Computing

US Government Identifies 26 High-Risk IT Projects For Intense Reviews

Keep or Kill: That is the Question

As I noted in June, the US government announced sweeping reviews of major government IT projects, especially those designated as high-risk.

In late July, the US Federal government's Chief Information Officer Vivek Kundra sent a memo to government departments and agencies instructing them to identify their high risk-IT projects, develop improvement plans for those projects, and be prepared to discussed those plans with him in a "TechStat" accountability review session before the end of November.

Over the past few weeks, CIO Kundra has been reviewing these department and agency identified high risk-IT projects. Yesterday, he announced that 26 of them, worth over $30 billion, will be intensely reviewed to see whether they will be continued to be funded.

According to this story at Government Executive, CIO Kundra says he is not aiming to automatically cancel these projects:

"This isn't killing projects... It's about making them work better and faster."

One of the most visible on the list is the FBI's Sentinel project which is the replacement for the infamous Virtual Case File aka Trilogy system. Sentinel was originally estimated to cost $425 million and be completed by late last year; it is now estimated to cost at least $556.9 and be "completed" sometime in 2011 - or later.  No one seem to know for sure, since the project is currently being replanned, once more.

In fact, the only thing the FBI Director Robert Muellerpromised Congress a few weeks ago in regard to Sentinel's status is that it won't cost $1 billion to complete, although no one could tell if he had his fingers crossed when he said it.

If you remember, when Sentinel was started, the FBI promised that it had thoroughly learned its lessons from the VCF fiasco. Quoting from a Washington Poststory from 2006:

"A previous effort, dubbed Trilogy, led to successful hardware upgrades and thousands of new PCs, but the final phase -- a software system called the Virtual Case File -- was abandoned last year amid cost overruns and management problems."
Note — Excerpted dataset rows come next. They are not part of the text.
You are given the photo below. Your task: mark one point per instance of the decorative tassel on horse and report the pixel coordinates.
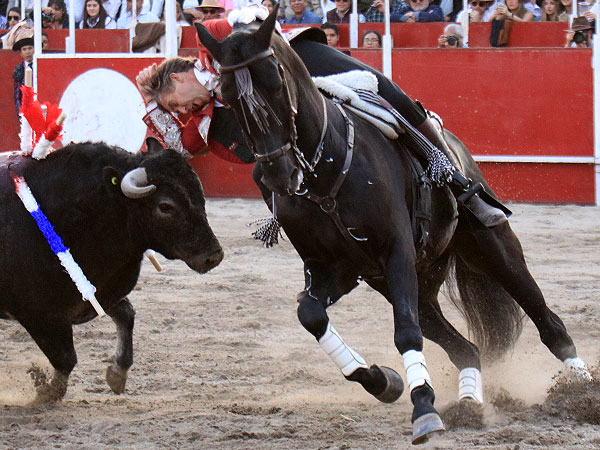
(84, 286)
(258, 107)
(269, 229)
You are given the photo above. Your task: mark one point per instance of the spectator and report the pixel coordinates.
(143, 14)
(45, 40)
(13, 17)
(210, 9)
(371, 40)
(580, 34)
(452, 37)
(23, 45)
(567, 6)
(95, 16)
(269, 4)
(341, 12)
(513, 10)
(479, 11)
(418, 11)
(286, 12)
(535, 9)
(54, 16)
(332, 32)
(550, 10)
(301, 13)
(375, 12)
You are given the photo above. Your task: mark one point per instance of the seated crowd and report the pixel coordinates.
(113, 14)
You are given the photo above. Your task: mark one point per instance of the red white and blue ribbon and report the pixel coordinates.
(84, 286)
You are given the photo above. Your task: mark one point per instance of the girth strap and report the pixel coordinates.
(329, 205)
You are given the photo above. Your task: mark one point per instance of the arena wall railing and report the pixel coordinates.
(527, 114)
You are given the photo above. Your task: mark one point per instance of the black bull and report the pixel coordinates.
(108, 206)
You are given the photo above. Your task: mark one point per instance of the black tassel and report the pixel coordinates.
(269, 231)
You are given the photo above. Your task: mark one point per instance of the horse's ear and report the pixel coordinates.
(153, 145)
(209, 42)
(263, 34)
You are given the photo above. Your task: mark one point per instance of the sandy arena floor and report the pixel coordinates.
(221, 361)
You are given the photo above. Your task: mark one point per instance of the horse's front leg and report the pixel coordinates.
(403, 290)
(321, 290)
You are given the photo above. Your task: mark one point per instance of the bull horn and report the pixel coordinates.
(135, 184)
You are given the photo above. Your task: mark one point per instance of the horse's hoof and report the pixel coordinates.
(116, 379)
(394, 386)
(426, 426)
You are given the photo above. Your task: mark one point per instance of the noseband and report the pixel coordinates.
(290, 146)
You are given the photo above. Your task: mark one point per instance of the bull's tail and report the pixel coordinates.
(494, 319)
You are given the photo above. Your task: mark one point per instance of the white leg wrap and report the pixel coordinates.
(342, 355)
(469, 384)
(416, 369)
(577, 368)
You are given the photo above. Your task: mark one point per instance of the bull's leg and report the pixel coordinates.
(463, 354)
(381, 382)
(123, 316)
(403, 289)
(501, 257)
(54, 336)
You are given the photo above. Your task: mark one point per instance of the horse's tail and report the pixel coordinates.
(493, 317)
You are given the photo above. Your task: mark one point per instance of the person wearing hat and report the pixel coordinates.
(182, 98)
(210, 9)
(580, 34)
(24, 45)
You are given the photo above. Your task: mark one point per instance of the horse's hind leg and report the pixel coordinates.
(381, 382)
(403, 294)
(123, 316)
(463, 354)
(499, 254)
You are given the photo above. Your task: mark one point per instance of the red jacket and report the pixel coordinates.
(188, 124)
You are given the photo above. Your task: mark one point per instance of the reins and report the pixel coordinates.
(292, 145)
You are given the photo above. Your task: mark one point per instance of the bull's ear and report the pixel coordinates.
(210, 43)
(263, 34)
(153, 145)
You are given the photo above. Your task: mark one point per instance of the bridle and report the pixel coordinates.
(292, 144)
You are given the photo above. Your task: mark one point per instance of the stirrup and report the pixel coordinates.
(478, 189)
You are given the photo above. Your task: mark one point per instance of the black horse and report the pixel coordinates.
(346, 197)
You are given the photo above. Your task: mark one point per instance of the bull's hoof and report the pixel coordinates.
(116, 379)
(426, 426)
(394, 387)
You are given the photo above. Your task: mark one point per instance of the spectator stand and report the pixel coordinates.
(519, 109)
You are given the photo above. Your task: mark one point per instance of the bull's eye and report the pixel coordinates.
(166, 208)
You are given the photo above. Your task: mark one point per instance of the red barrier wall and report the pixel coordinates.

"The Justice Department's inspector general, Glenn A. Fine, warned in a report issued Monday that the FBI is at risk of repeating several of the same mistakes with Sentinel. The review raised concerns about management turnover and weak cost controls."

"But [FBI CIO] Azmi told reporters yesterday that the FBI has included an aggressive system of audits, outside management review and financial controls to guard against any problems."

" 'We have a number of controls in place to ensure that this program is not following in Trilogy's footsteps,' Azmi said."

It is true that Sentinel is not following Trilogy's footsteps to failure: it is following its own.

I humbly suggest that CIO Kundra keep in mind not only what happened on the VCF project but what has happened with Sentinel, despite all the promises made that it would be a showcase IT project. Given all those promises, Sentinel should not be on CIO Kundra's list of the dubious IT-26.

Regardless of the promises made by the government agencies or departments or contractors involved in the 26, a more than healthy dose of skepticism is needed when reviewing their IT project get-well plans.

In fact, if a dubious IT-26 project can only be made "better and faster" by taking on even more risk, then erring on the side of canceling it is the best course of action. Reinforcing failure is never a good strategy.